A aprovação do Projeto de Lei nº 1.365/2022 pela Comissão de Assuntos Sociais do Senado reacendeu o debate sobre o salário médico no Brasil. O texto prevê piso nacional de R$ 13.662 para jornadas de 20 horas semanais, reajuste anual pelo IPCA, adicional de 50% para horas extras e trabalho noturno, além de novas garantias trabalhistas para médicos e cirurgiões-dentistas.

Para o presidente do Conselho Federal de Medicina (CFM), José Hiran da Silva Gallo, a medida representa um reconhecimento da importância desses profissionais para a sociedade.  

Já o relator da proposta, senador Fernando Dueire, destacou que a atualização busca corrigir uma defasagem histórica da legislação vigente desde 1961 e enfrentar a precarização crescente dos vínculos de trabalho na saúde.

Entre as mudanças previstas também estão pausas de 10 minutos a cada 90 minutos trabalhados, reserva de cargos de chefia para médicos e dentistas e financiamento complementar por meio do Fundo Nacional de Saúde para estados e municípios.

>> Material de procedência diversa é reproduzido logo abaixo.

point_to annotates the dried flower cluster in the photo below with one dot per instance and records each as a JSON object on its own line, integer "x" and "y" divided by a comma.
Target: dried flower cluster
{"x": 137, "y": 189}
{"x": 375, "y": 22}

Apesar do avanço, é importante destacar que o projeto ainda seguirá para análise da Câmara dos Deputados e que o piso salarial não representa, necessariamente, a remuneração efetivamente recebida pela maior parte dos profissionais.

Na prática, responder à pergunta quanto ganha um médico continua exigindo uma análise mais ampla.

Como é composto o salário inicial de um médico?

Nos primeiros anos após a graduação, a renda costuma ser formada pela combinação de diferentes vínculos empregatícios.  

É relativamente comum que um médico recém-formado trabalhe simultaneamente em uma Unidade Básica de Saúde, realize plantões em hospitais públicos ou privados e mantenha atendimentos eventuais em clínicas, empresas ou eventos.

Em muitos municípios, um clínico geral recebe entre R$ 7 mil e R$ 12 mil mensais por jornadas entre 20 e 30 horas semanais.  

Além disso, médicos que assumem uma grande quantidade de plantões podem ultrapassar R$ 20 mil mensais, embora isso normalmente esteja associado a cargas horárias elevadas e pouco tempo disponível para descanso, atualização profissional e vida pessoal.

A maior parte dessa renda costuma vir dos plantões médicos. Em 2026, um plantão de 12 horas geralmente varia entre R$ 1.000 e R$ 1.600, com média próxima de R$ 1.200, dependendo da região do país, da complexidade do serviço e da urgência para preenchimento da escala.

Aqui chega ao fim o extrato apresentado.